『ダークライト』:4
文章力とか模索中なので、前より長く感じるかもしれませんが、気にせず見てくださいm(__)m
「あ、し、慎吾」
黒髪と、その先端がドア外から現れ、何故か申し訳なさそうな感じの掠れ声がかかる。少し青みがかった黒いギターケースと、白地にかっこいい『D』の文字が描かれてるTシャツを着た男が、ワックスで輝く地面に映ってきた。
「おー、遅かったな。光」
と、慎吾が手を上げると、光と呼ばれたその人も弱々しく手を上げ返す。その苦り切った表情は、ライブのステージでチューニングをしている時に見た記憶がある。
現れたのはlazy antのギター&ボーカル。
なんか微妙に取っ付きにくそうな雰囲気が出てる。やっぱり“挙動不振過ぎる”ってのがあるんだろうな。酷く窶れて不健康な感じもあるし黒目が泳いでいて、その目の下には立派な隈が出来ている。化粧しすぎて目の回りが黒ずんだ馬鹿な女子高生みたい。ピエロよりパンダなイメージが強いラブリーな感じ。
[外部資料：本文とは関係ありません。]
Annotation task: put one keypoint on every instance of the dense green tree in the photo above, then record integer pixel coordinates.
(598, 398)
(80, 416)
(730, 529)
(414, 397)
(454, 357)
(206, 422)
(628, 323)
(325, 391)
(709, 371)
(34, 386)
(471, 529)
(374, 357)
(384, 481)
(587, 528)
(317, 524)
あぁ、うん。顔立ちは悪くない。陰だらけのオーラは女性にも受けが良さそうな感じがしないでもないし、子犬みたいに鼻をスンスン鳴らしている姿は、愛玩動物そのもので、母性本能を存分に擽らせることが出来るんじゃないか。
勝ち負けないし、『音楽』というステータスがあるこの人の方が、慶一より何倍もの存在価値があるという事実。だから、慶一はこの情けなさそうな男に対して、畏怖と敬意を感じずにはいられなかった。
慶一は備え付けのアンプの上に座っていたが、芸能人に会ったときのような焦躁に近い早さで立ち上がる。急に来たから、ってのも大きかったのだが、端から見たらただのファンのリアクションだ。
「あ、お、遅れてごめん。ち、ちょっと、お、送ってて」
と、吃りながら必死に言葉を繋いでいく。慎吾は聞こえにくいはずなのだが慣れているのか気にしてないようで、鼻をふんっと鳴らし、
「送る?」
と、ちゃんと聞き取れている。
「と、灯子が、き、今日は早く、か、帰らないと、ダメ、だ、だって」
灯子……はベースの人だったかな。その人が今日来れないらしい。微妙に聞きとりにくくてはっきりしなかったが。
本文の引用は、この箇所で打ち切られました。